O parlamento debateu esta sexta-feira cinco projetos de resolução sobre a situação no Chile. Apenas o do PS, de “preocupação pela violação dos direitos humanos no Chile”, foi aprovado.

O parlamento debateu esta sexta-feira cinco projetos de resolução sobre a situação no Chile, onde, no último mês, se verificaram manifestações contra as desigualdades sociais e a constituição do país, mas apenas um, do PS, foi aprovado.

No total, foram apresentados cinco projetos de resolução de condenação, preocupação ou repúdio, embora com diferenças, em que se notou uma divisão esquerda-direita. O cruzamento dos votos contra ou a abstenção do PS e PSD e dos partidos de esquerda ditou o chumbo dos projetos de resolução do BE, IL, CDS e PCP.Apenas o do PS, de “preocupação pela violação dos direitos humanos no Chile”, foi aprovado, apesar da abstenção do PCP e PEV, e do voto contra do Chega.
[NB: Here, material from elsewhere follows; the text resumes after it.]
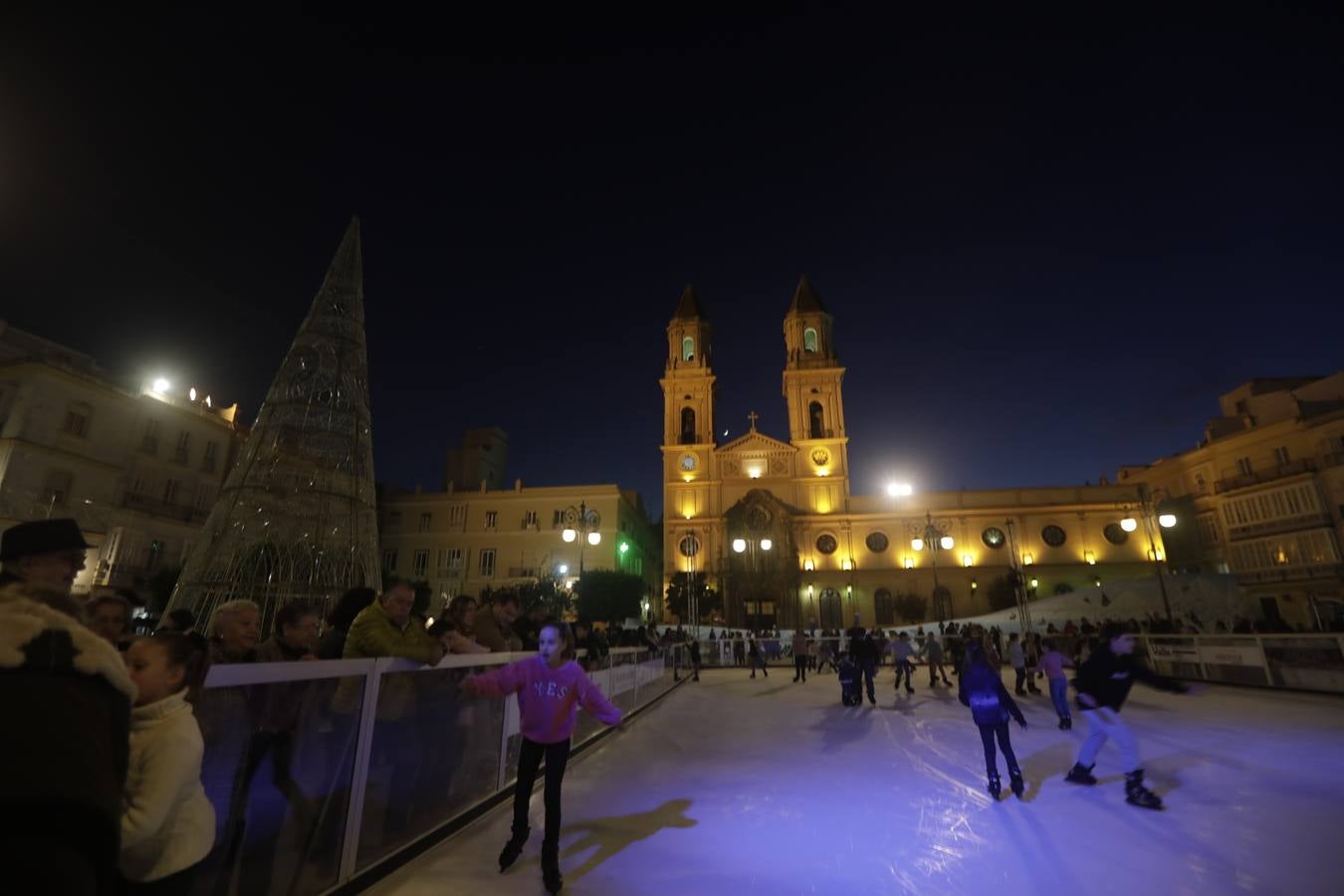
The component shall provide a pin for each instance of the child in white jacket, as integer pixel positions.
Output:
(167, 822)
O Bloco de Esquerda propôs um voto de “condenação e preocupação sobre a situação no Chile”, o PCP pretendia condenar a repressão contra as manifestações e o PS quis expressar a sua preocupação pela violação dos direitos humanos. À direita, o texto do CDS era de condenação e preocupação pelos “ataques ao Estado de direito e à ordem pública no Chile”. Já a Iniciativa Liberal (IL) propunha que o parlamento repudiasse o “abuso de poder do Estado do Chile na repressão das manifestações”.
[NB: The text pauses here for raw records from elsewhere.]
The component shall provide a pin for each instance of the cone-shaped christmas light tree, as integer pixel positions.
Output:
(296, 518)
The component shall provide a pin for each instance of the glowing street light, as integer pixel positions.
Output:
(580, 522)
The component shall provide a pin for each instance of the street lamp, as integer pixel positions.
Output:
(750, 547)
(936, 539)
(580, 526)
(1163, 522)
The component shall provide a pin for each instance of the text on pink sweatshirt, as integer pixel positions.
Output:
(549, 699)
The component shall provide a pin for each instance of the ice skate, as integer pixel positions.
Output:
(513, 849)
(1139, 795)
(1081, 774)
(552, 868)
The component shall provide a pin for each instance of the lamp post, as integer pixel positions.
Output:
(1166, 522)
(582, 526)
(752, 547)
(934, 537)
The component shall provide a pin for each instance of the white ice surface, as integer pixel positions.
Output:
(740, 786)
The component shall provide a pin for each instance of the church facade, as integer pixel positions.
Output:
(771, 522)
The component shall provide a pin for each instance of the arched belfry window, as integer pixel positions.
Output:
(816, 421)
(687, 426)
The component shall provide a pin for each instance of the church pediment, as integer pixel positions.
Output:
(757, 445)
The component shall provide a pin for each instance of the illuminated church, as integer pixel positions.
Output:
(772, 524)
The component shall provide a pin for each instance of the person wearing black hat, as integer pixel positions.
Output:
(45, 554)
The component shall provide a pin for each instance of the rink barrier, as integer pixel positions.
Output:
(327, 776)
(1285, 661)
As manifestações no Chile surgiram em outubro em protesto contra um aumento do preço dos bilhetes de metro em Santiago, decisão que seria suspensa e posteriormente anulada pelo governo liderado pelo Presidente chileno Sebastián Piñera. Mas, apesar do recuo, as manifestações e os confrontos, que já fizeram 22 mortos, prosseguiram devido à degradação das condições sociais e às desigualdades no país.

Na terça-feira, milhares de chilenos reivindicaram em várias cidades o fim das desigualdades e melhorias na educação e saúde e o aumento das pensões, durante uma greve geral convocada após três semanas de protestos.
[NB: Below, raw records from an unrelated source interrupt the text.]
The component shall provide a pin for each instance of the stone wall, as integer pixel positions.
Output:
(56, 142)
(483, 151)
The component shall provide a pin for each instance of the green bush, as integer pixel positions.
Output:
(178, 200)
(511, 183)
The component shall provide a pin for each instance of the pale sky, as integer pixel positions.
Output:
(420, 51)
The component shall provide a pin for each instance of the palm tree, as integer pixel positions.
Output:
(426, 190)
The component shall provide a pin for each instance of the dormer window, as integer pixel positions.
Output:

Aprovada em 1980 num controverso referendo e em plena ditadura de Pinochet, a Constituição chilena foi revista ao longo dos anos mais de 40 vezes, mas continua a ser foco de críticas por causa do seu espírito neoliberal e por favorecer a iniciativa privada em setores encarados como essenciais como a saúde, a educação ou o sistema de pensões.

No domingo, o Presidente chileno, Sebastián Piñera, anunciou que está a preparar um projeto para alterar a Lei Fundamental, uma das principais exigências dos manifestantes.